In [1]:
import numpy as np
import pandas as pd
from pandas import DataFrame, Series
import sklearn
import math
import joblib
from matplotlib import pyplot as plt

In [2]:
# Load the npz file
train_1 = np.load("data/train_data.npy")
train_2 = np.load("data/train_labels.npy")
train_df = DataFrame(train_1)
del train_1
train_lb_df = DataFrame(train_2)
del train_2

# For validation
val_1 = np.load("data/eval_data.npy")
val_2 = np.load("data/eval_labels.npy")
val_df = DataFrame(val_1)
del val_1
val_lb_df = DataFrame(val_2)
del val_2

# for unit_test

uni_df = train_df.iloc[100:,:]
uni_lb_df = train_lb_df.iloc[100:,:]


In [3]:
print(val_lb_df.iloc[:,0].unique())

[1 0 2]


In [4]:
print(train_lb_df.iloc[:,0].unique()) #[1, 0, 2]
# Draw some plots to simply see the characteristics of training data
def DrawDist( ser_ft, ser_lb, ps="" ):
    ft_name = str(ser_ft.name)
    fig = plt.figure(figsize=(4,5), dpi=70)
    plt.hist(ser_ft[ser_lb==0], color='red', cumulative=False, 
             alpha=0.3,histtype='step', density=True)
    plt.hist(ser_ft[ser_lb==1], color='blue', cumulative=False, 
             alpha=0.3,histtype='step', density=True)
    plt.hist(ser_ft[ser_lb==2], color='grey', cumulative=False, 
             alpha=0.3,histtype='step', density=True)
    plt.show()
    fig.savefig("Fig/" + ft_name + ps + "_label.png")
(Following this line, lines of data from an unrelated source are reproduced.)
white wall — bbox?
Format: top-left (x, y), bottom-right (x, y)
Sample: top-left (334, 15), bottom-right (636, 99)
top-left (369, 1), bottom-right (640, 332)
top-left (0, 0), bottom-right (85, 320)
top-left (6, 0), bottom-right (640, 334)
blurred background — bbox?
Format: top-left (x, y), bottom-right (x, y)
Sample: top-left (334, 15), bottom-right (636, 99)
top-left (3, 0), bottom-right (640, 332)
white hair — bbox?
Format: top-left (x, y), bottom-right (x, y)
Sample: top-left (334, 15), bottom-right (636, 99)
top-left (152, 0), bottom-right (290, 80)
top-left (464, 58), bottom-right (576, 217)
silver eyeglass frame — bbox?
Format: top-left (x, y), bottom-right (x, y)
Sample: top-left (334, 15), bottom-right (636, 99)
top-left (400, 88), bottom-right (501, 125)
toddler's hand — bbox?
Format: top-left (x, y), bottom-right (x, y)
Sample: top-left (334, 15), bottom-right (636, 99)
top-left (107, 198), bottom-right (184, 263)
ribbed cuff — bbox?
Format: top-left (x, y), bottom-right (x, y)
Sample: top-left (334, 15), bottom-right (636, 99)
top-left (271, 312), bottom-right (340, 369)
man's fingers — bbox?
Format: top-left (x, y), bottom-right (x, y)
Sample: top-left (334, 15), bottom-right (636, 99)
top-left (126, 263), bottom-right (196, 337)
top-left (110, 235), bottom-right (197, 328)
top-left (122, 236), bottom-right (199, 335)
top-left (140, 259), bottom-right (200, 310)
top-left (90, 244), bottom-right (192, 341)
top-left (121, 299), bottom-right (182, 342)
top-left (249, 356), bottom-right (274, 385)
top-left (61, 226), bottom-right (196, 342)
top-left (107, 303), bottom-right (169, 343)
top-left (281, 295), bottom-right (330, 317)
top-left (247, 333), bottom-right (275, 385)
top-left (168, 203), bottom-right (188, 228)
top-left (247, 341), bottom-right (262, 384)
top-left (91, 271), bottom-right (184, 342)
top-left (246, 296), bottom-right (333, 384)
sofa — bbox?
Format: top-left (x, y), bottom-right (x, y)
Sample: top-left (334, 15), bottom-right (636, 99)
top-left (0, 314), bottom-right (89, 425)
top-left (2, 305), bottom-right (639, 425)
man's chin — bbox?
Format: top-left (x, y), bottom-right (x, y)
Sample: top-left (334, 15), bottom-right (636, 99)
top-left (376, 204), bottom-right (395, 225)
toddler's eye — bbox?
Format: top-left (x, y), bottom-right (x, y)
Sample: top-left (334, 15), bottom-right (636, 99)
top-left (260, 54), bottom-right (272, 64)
#for ft in train_df.columns:
#   DrawDist( train_df[ft], train_lb_df.iloc[:,0] )

#train_lb_df = pd.Series(train_lb_df.iloc[:,0])
# Check if the classes are imbalance
no_0 = len(train_lb_df[train_lb_df==0])
no_1 = len(train_lb_df[train_lb_df==1])
no_2 = len(train_lb_df[train_lb_df==2])
print("class 0 : ", no_0/(no_0+no_1+no_2))
print("class 1 : ", no_1/(no_0+no_1+no_2))
print("class 2 : ", no_2/(no_0+no_1+no_2))

[1 0 2]
class 0 :  0.3333333333333333
class 1 :  0.3333333333333333
class 2 :  0.3333333333333333


In [5]:
for ft in train_df.columns:
    ft_uni_list = train_df[ft].unique()
    if len(ft_uni_list) < 100: #if len(ft_uni_list) < 10:
        print("feature:" + str(ft) + ", categories #:" + str(len(ft_uni_list)), ft_uni_list )
# deal with the categories feature => they have been already one-hot
print(type(train_df.columns[2]))

feature:56, categories #:2 [0. 1.]
feature:57, categories #:2 [0. 1.]
feature:58, categories #:2 [0. 1.]
feature:59, categories #:2 [0. 1.]
feature:60, categories #:2 [0. 1.]
<class 'int'>


In [7]:
# standardlize the datas
#to check if the features have already standardlized
"""
for ft in train_df.columns:
    print(str(ft) + "'s mean:", train_df[ft].mean())
    print(str(ft) + "'s std:", train_df[ft].std())
"""

def StandardlizeData(df, continuous_list=[]):
    if len(continuous_list) == 0:
        continuous_list = df.columns
    from sklearn import preprocessing
    scaler = preprocessing.StandardScaler().fit( df[continuous_list] )
    df[continuous_list] = scaler.transform( df[continuous_list] )
    
    return df, scaler
# Except the binary features, others have been already standardlized

In [None]:
# training for [0,1]



In [10]:
def GridSearchingBDT( X, y, _scoring="accuracy" ):
    from sklearn.tree import DecisionTreeClassifier as DTC
    from sklearn.ensemble import AdaBoostClassifier as AdaB
    from sklearn.model_selection import train_test_split
    from sklearn.model_selection import GridSearchCV as GS

    param = { "base_estimator__max_features" : ["sqrt", 0.7, None], "base_estimator__max_leaf_nodes" : [100, None], 
              "base_estimator__max_depth" : range(4,28,2), "n_estimators": [30, 50, 70] } #for f1
    tree = DTC( random_state=1 )
    ABC = AdaB( base_estimator=tree, random_state=11, learning_rate=0.1 )
    grid_search_ABC = GS(ABC, param_grid=param, scoring = _scoring, verbose=10, cv=3, n_jobs=-1)
    grid_search_ABC.fit(X, y)
    print(grid_search_ABC.best_score_, grid_search_ABC.best_estimator_, grid_search_ABC.best_params_)
    # Store the best model
    final_model = grid_search_ABC.best_estimator_
    model_name = "Model/GS_01_BDT_training_best_" + _scoring
    joblib.dump( final_model, model_name )


In [19]:
print(train_lb_df.index)
print((train_df.iloc[:1000,:].loc[(train_lb_df[0]==0)|(train_lb_df[0]==1),:]).shape)
print((train_df.loc[((train_lb_df[0]==0)|(train_lb_df[0]==1)) & (train_lb_df.index<10000),:]).shape)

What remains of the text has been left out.